When using this instrument, avoid eyes to look at the laser output port directly, nor look at the end of the optical fiber when testing; when the instrument is not in operation, please cover the dust cover of the optical output port.
When the visible red light of the instrument is on, please do not look at the output port of the red light directly, nor look at the end of the optical fiber at the output end of red light directly.
1. The warranty period of the whole machine is 18 months and that of the battery is 6 months. The items accompanied with the product are not within the warranty scope.
2. The light output connector of the instrument is quick-wear part, which is not within the warranty scope.
3. If the instrument is damaged or in performance reduction caused by irresistible external factors, they will not be within the warranty scope.
4. If the instrument is damaged or in performance reduction caused by improper operation, they will not be within the warranty scope.
5. Users are forbidden to dismantle this instrument without the permission of the company or designated authorized entity; otherwise, it will lose the qualification of warranty permanently!
Ø Return of Instrument
If the product needs to be returned due to product calibration or other reasons, please contact your supplier in advance and briefly explain the reasons for product return, so as to provide effective and timely services for you.
When returning your product, please notice that:
l Pack the instrument with polyethylene and other soft thin cushion to protect the completeness of the instrument shell;
l Please use the original hard packing box. If other package is used, ensure that there is at least 3 mm thick of soft object around the instrument;
l Fill out the warranty card correctly, including the company name, address, contact person, contact phone, problem description, etc.;
l Deliver the products to the supplier's agent in a reliable way.
OTDR is a precise optical measuring instrument made according to the backscatter principle of Rayleigh scattering and Fresnel reflection when the transmission of laser in the optical fiber. It can be widely used in the installation and construction, maintenance and repair and monitoring application of optical fiber and fiber cables. It can be used to measure the length, attenuation, connection quality and fault location of optical fibers and cables, etc..

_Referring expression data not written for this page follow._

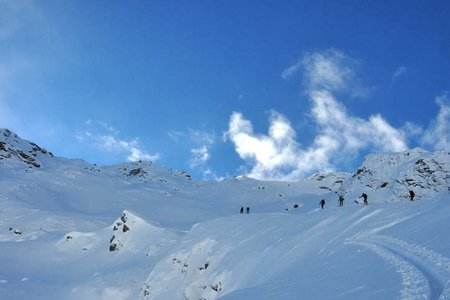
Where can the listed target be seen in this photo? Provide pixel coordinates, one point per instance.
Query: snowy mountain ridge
(71, 230)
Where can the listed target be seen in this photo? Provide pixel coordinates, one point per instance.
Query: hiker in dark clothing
(364, 196)
(322, 203)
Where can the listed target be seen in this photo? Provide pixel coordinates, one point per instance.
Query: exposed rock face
(13, 147)
(425, 173)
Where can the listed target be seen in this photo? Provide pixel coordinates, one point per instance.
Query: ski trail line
(425, 274)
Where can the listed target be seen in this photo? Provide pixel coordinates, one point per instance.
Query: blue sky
(268, 89)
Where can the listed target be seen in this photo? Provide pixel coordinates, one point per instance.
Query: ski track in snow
(425, 274)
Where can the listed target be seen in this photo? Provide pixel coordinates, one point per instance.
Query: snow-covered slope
(72, 230)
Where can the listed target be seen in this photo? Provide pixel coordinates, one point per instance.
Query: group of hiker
(364, 196)
(341, 201)
(247, 210)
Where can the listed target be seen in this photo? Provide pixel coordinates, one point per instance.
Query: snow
(143, 231)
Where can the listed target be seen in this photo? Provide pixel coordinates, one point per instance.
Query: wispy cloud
(105, 138)
(277, 155)
(201, 142)
(437, 135)
(199, 156)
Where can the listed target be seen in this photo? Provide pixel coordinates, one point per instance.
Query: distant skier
(364, 196)
(322, 203)
(411, 195)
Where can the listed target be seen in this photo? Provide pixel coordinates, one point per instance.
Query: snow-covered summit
(393, 175)
(15, 149)
(74, 230)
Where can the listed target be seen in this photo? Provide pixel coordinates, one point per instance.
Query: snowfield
(72, 230)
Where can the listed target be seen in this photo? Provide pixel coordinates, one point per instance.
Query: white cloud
(339, 136)
(437, 135)
(105, 138)
(199, 157)
(291, 71)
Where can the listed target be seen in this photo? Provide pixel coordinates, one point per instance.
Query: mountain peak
(15, 150)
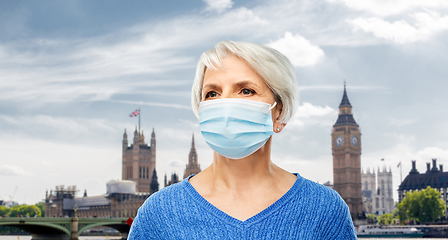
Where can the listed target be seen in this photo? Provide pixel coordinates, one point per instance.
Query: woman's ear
(278, 125)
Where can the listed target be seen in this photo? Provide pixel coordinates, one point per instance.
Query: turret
(125, 140)
(136, 137)
(414, 169)
(153, 138)
(154, 182)
(142, 139)
(345, 112)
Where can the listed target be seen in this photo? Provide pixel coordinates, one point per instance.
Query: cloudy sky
(72, 71)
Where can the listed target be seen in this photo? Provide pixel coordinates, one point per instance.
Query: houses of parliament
(140, 180)
(123, 197)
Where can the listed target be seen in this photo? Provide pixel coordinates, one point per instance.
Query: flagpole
(401, 178)
(139, 113)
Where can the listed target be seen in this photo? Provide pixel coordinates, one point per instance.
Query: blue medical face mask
(235, 128)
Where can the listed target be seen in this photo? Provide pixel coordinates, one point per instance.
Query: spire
(192, 142)
(345, 102)
(345, 112)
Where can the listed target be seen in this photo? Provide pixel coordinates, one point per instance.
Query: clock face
(355, 141)
(339, 140)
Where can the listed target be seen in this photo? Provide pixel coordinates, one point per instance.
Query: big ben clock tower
(346, 150)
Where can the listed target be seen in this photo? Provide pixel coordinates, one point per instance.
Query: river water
(105, 238)
(80, 238)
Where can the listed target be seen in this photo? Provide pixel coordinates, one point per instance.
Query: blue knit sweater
(307, 211)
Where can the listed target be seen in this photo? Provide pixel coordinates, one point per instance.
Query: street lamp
(75, 208)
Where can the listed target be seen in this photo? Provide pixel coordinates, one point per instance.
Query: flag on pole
(135, 113)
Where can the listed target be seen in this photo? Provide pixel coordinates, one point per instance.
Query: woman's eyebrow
(210, 85)
(245, 83)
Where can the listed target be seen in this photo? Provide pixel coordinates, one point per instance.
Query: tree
(371, 218)
(386, 219)
(41, 207)
(422, 206)
(24, 210)
(4, 211)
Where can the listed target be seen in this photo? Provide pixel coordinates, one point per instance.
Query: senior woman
(243, 93)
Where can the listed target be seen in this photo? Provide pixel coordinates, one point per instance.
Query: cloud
(432, 152)
(308, 115)
(400, 31)
(299, 50)
(218, 5)
(168, 105)
(390, 7)
(10, 170)
(401, 122)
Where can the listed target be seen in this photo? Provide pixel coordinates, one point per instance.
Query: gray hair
(273, 67)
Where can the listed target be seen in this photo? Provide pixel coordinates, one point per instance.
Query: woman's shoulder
(168, 196)
(320, 193)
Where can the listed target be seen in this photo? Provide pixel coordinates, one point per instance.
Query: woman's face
(235, 79)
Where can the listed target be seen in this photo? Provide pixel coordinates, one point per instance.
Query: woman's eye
(211, 94)
(247, 91)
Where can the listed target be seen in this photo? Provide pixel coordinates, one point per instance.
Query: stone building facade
(123, 197)
(377, 194)
(433, 177)
(117, 202)
(193, 166)
(139, 160)
(346, 150)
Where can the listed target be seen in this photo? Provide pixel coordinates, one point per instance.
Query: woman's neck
(243, 173)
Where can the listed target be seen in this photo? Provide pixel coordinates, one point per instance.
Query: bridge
(63, 228)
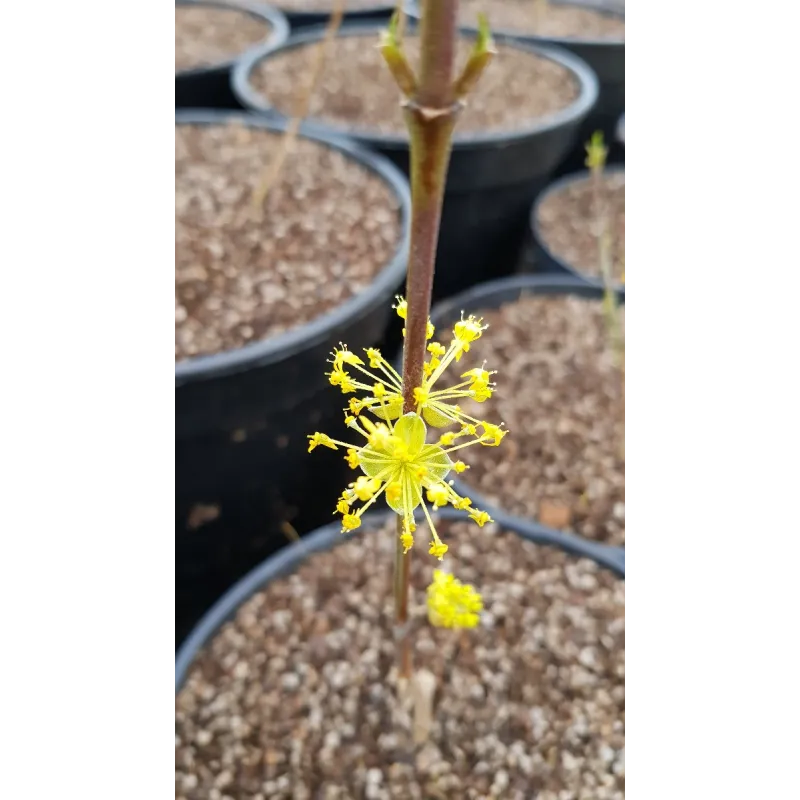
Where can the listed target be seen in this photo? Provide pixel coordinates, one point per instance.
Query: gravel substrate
(560, 394)
(329, 226)
(567, 223)
(296, 698)
(544, 19)
(206, 36)
(357, 92)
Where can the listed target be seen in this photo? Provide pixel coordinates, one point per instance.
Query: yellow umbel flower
(452, 604)
(438, 407)
(395, 459)
(397, 462)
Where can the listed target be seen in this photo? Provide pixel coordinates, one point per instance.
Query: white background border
(83, 571)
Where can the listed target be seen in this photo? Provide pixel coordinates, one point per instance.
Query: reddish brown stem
(430, 116)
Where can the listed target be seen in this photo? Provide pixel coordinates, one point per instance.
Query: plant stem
(432, 103)
(430, 117)
(302, 106)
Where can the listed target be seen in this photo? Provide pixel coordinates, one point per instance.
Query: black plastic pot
(492, 179)
(298, 20)
(289, 559)
(493, 295)
(611, 61)
(210, 87)
(545, 260)
(239, 420)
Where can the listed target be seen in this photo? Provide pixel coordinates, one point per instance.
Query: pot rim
(578, 109)
(470, 301)
(278, 34)
(356, 13)
(290, 557)
(275, 349)
(553, 188)
(412, 9)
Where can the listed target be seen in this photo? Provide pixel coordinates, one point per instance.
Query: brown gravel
(357, 92)
(560, 394)
(206, 36)
(565, 22)
(567, 223)
(292, 698)
(329, 227)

When transmission of light in the optical fiber, the optical pulses in the optical fiber transmission will generate Rayleigh scattering due to the defects of optical fiber and non-uniformity of the mixed components. Of which, a part of light signal will be scattered back along the direction opposite to the incident pulse, therefore, it is called backward Rayleigh scattering. Through observing the intensity changes of backward Rayleigh scattering light signal, the loss distribution, connection quality and other features of optical fibers and cables can be accurately measured. Besides, according to the theory of optical transmission, when the light encounters the boundary of the two transmission media of different refractive indices in the transmission process (for example, connectors, mechanical connection, fracture or optical fiber termination points), Fresnel reflection phenomenon may occur. Through receiving the Fresnel reflection signal on regular basis, the position of the discontinuity points along the length of the optical fiber can be accurately determined. The size of reflection depends on the refractive index difference and boundary surface flatness.

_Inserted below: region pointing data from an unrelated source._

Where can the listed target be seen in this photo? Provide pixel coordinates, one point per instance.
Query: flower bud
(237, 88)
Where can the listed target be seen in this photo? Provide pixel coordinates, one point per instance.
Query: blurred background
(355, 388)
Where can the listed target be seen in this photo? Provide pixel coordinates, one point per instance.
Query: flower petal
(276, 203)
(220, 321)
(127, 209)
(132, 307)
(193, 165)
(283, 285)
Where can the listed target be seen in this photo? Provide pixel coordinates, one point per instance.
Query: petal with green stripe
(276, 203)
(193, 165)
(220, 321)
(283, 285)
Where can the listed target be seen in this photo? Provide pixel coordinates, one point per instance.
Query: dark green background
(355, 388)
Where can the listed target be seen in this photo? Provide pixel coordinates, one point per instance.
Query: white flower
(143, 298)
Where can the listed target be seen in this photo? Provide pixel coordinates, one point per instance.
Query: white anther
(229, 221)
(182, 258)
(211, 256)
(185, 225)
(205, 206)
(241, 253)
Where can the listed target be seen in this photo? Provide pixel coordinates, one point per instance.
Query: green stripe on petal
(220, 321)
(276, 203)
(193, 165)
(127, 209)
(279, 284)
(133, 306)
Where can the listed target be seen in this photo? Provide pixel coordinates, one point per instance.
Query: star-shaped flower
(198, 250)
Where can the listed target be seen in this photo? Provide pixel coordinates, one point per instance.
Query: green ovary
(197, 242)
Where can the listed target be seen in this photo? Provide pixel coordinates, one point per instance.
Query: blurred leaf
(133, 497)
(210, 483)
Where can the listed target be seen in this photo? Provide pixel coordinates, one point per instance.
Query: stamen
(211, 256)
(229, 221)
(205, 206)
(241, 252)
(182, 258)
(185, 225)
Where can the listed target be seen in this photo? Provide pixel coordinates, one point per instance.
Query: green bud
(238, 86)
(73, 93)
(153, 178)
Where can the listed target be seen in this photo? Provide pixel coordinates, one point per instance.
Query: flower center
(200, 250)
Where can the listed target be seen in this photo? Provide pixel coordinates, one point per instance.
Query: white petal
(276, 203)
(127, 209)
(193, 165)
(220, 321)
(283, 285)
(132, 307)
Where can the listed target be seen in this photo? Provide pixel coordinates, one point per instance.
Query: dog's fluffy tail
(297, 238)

2. Description of the OTDR test event type
OTDR test event refers to the abnormal points that may cause loss or a sudden change in the reflected power, including various types of connection and bending, cracks or fracture in the fiber link, which may cause the transmission signal loss.
The OTDR test events are mainly divided into two types: reflection events and non-reflective events.
2.1 Reflective event
When the laser pulse emitted from OTDR is transmitted along the measured optical fiber, which encounters a mechanical connection point or the end of the optical fiber, reflection phenomenon will occur due to the change of the refractive index, and some of the light energy will return along the optical fiber to the instrument. Through receiving this reflected signal, the instrument will detect this reflection event, which will be presented as upward spike signal of a certain width in the curve. The width of the spike is mainly determined by the width of the tested pulse, as shown in Fig. 2-1.